Tuesday, March 3, 2015

Memory 1 Week 9

Somewhere in Wyoming, when I was twelve, I met a second cousin who didn't shave,
and a third who was younger than me at a family reunion for my grandmother's side.
My dad's uncle Denny owned a 14 bedroom ranch with a series of tools named
after farm animals. That was the summer I drove a mule.
The KAWASAKI--green, with a cage on the back for the rifles and other guns
I don't know the names of--felt like a golf cart, but with a better turn radius
and a shitty gas pedal. He told me I had to punch the brake with my foot,
ease the other, keep both hands on the wheel and not go past 15. My cousin,
two weeks older and brutish, stood belly out, arms crossed, as my sister and I
doughnutted the gravel driveway. Uncle Denny said not to be afraid to drive them,
they wouldn't bite. We couldn't hurt them.
When everyone else is over 18 and trying to sell bracelets for their side job back home,
there's not a whole lot to do. After someone pulled out a corn hole set and a tambourine,
my sister and I found the keys to a mule and buckled up for safety, heading out past
the turn around, to a road narrower than my underweight second aunt's neck.
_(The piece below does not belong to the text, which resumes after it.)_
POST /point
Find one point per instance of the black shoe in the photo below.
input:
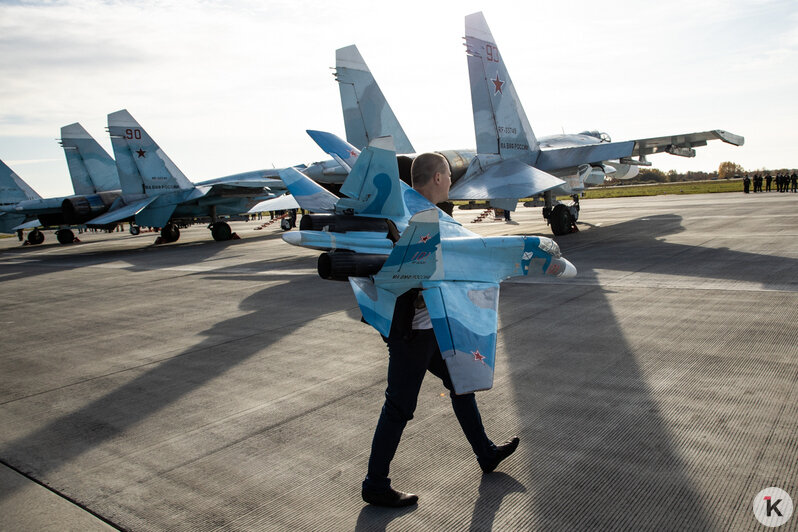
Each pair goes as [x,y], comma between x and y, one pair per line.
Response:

I don't remember how far we went, but I do remember attempting to back up the side
of a mountain, so we could turn around and not fall off the side. It was my first 3 point turn.
I told my sister to sing a song, because she was freaking me out with her "we're gonna die,
we're gonna die," and all I wanted to do was get out of the cart and leave it there,
but someone really would have killed me, and my uncle Denny was too nice to cross.
It's always the nice ones, I swear. It must have been five by the time we safely back and forthed
our way around, racing back the way we came, to the turn around where another mule waited.
There was Denny, pacing back and forth in front, and my cousin, perched and smiling
in the passenger seat. I was demoted from driving after that, and if I wanted to ride,
my cousin had to drive. He dangled the key in my face and I asked if he was overcompensating,
but not to his face. Afterward, I ate too many apricots and said the word Fuck for the first time.